Can the Addition of Hydrogen to Natural Gas Reduce the Explosion Risk?


One of the main benefits sought by including hydrogen in the alternative fuels mix is emissions reduction – eventually by 100%. However, in the near term, there is a very significant cost differential between fossil fuels and hydrogen. Hythane (a blend of hydrogen and natural gas) can act as a viable next step on the path to an ultimate hydrogen economy as a fuel blend consisting of 8−30 % hydrogen in methane can reduce emissions while not requiring significant changes in existing infrastructure. This work seeks to evaluate whether hythane may be safer than both hydrogen and methane under certain conditions. This is due to the fact hythane combines the positive safety properties of hydrogen (strong buoyancy, high diffusivity) and methane (much lower flame speeds and narrower flammability limits as compared to hydrogen). For this purpose, several different mixture compositions (e.g. 8 %, 20 % and 30 % hydrogen) are considered. The evaluation of (a) dispersion characteristics (which are more positive than for methane), (b) combustion characteristics (which are closer to methane than hydrogen), and (c) Combined dispersion + explosion risk is performed. This risk is expected to be comparable to that of pure methane, possibly lower in some situations, and definitely lower than for pure hydrogen. The work is performed using the CFD software FLACS that has been well-validated for safety studies of both natural gas/methane and hydrogen systems.

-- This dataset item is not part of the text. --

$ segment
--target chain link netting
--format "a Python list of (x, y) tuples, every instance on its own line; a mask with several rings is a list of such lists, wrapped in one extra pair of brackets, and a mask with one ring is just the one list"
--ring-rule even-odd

The first part of the work will involve validating the flame speeds and flammability limits predicted by FLACS against values available in literature. The next part of the work involves validating the overpressures predicted by the CFD tool for combustion of premixed mixtures of methane and hydrogen with air against available experimental data. In the end, practical systems such as vehicular tunnels, garages, etc. is used to demonstrate positive safety benefits of hythane with comparisons to similar simulations for both hydrogen and methane.